Tam arkamı dönmüş banyoya giderken tekrar duydum sesini.
"Canını çok mu yaktım tüm gece sabaha kadar sessizce ağladın?"
"Yeterince sessiz olamamışım özür dilerim rahatsız etmişim seni bilmeden. Daha sessiz olmaya çalışırım. "
Başını salladı bende banyoya girdim birazdan tüm aile ile yüzleşecektim gardımı alıp hazır olmalıydım.
Yazardan
Elida banyoya doğru yol aldığında ardında kalan genç adam fısıltı halinde mırıldandı.
" Sessiz de olsa ağlama Peri Kızı. Seni ağlatan olmayı hiç sevmedim."
İki genç yürek henüz odalarından çıkamadan ikinci kattaki salonda Meran elinde tuttuğu çarşaf ile kapıyı vurup çıkan kocasının ardından baka kalmıştı. Kendi kızının hatası gün gelip genç yürekleri dağlamıştı.
"Rıdvan gözünü seveyim yapma artık bak kızın da bir günahı yok oda mecbur kalıp geldi buraya."
"Sen karışma Meran kendi kızına sahip çıkamadın elin kızını savunmak ne haddine!"
"Namus dedin işte bak namusuyla geldi kız öksüz biliyorsun günahtır etme."

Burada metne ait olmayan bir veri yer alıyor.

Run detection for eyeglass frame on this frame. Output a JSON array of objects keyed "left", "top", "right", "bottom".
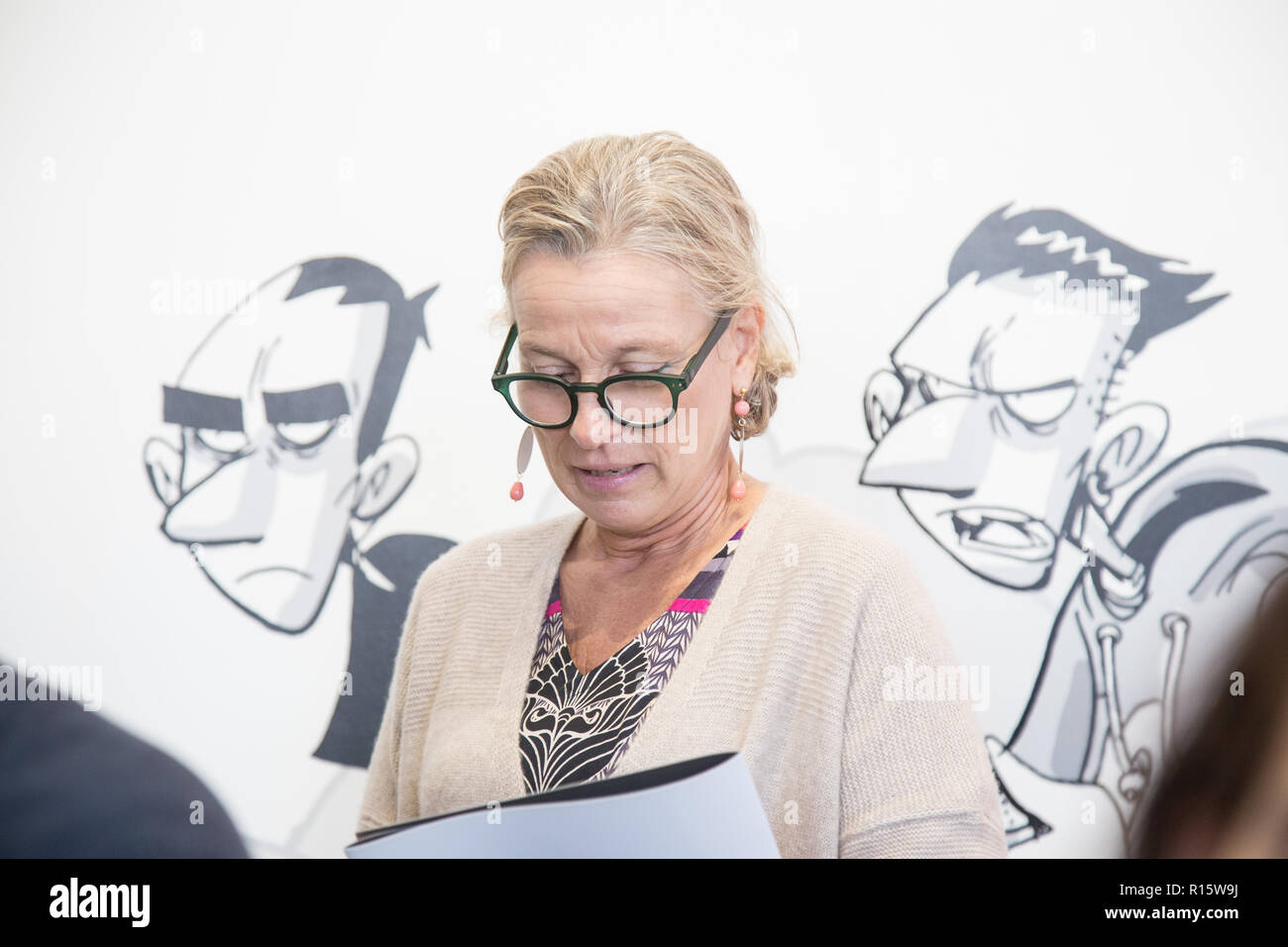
[{"left": 492, "top": 309, "right": 738, "bottom": 430}]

Dinlemedi Rıdvan hızla açıp çıktı kapıdan çarptığı kapının ardında gözü yaşlı bir kadın bırakarak gitti konaktan.
Senem çarpılan kapıların sesi ile indi odasından aşağıya. Salon penceresinden gördüğü Meran ile içeri girince elindeki şey onu şaşırtmış ve kaşlarının çatılmasına sebep olmuştu. Bunu da yapmazlar diye düşünüp aldanmıştı.
"Meran o elindeki düşündüğüm şey değil değil mi?"
"Senem bari sen gelme üstüme ne olursun."
"Gerçekten artık ne diyeceğimi bilemiyorum sen nasıl yaptın bunu ya? Sabahın köründe yemeden içmeden gidip bunu mu aldın odadan?"
"Rıdvan neler dedi kız geldikten beri duymadın mı bu onu durdurur sandım biraz olsun öfkesi diner sandım ama daha çok köpürüp çekip gitti."
"Onun öfkesi kimin umrunda ki anlamıyorsun bile değil mi? O kızı nasıl bir konuma düşürdüğünü anlamıyorsun. Sen ya sen değil miydin benim en büyük destekçim beni rahatlatmak için elinden geleni yapan sen, şimdi bir kadını hemde gencecik bir kadını nasıl böyle aşağılarsın. Bu mu yani namusu bununla mı ölçtünüz. Hangi çağdasınız siz? Allah aşkına kaldır şunu gözümün önünden hayır hiç mi utanmadın kızdan bunu isterken? "
Meran acıyla kasıldı her sözünde haklıydı ama kocası anlamıyordu ki bunu. Şimdi nasıl diyecekti bu Senem'i daha da kızdıracaktı.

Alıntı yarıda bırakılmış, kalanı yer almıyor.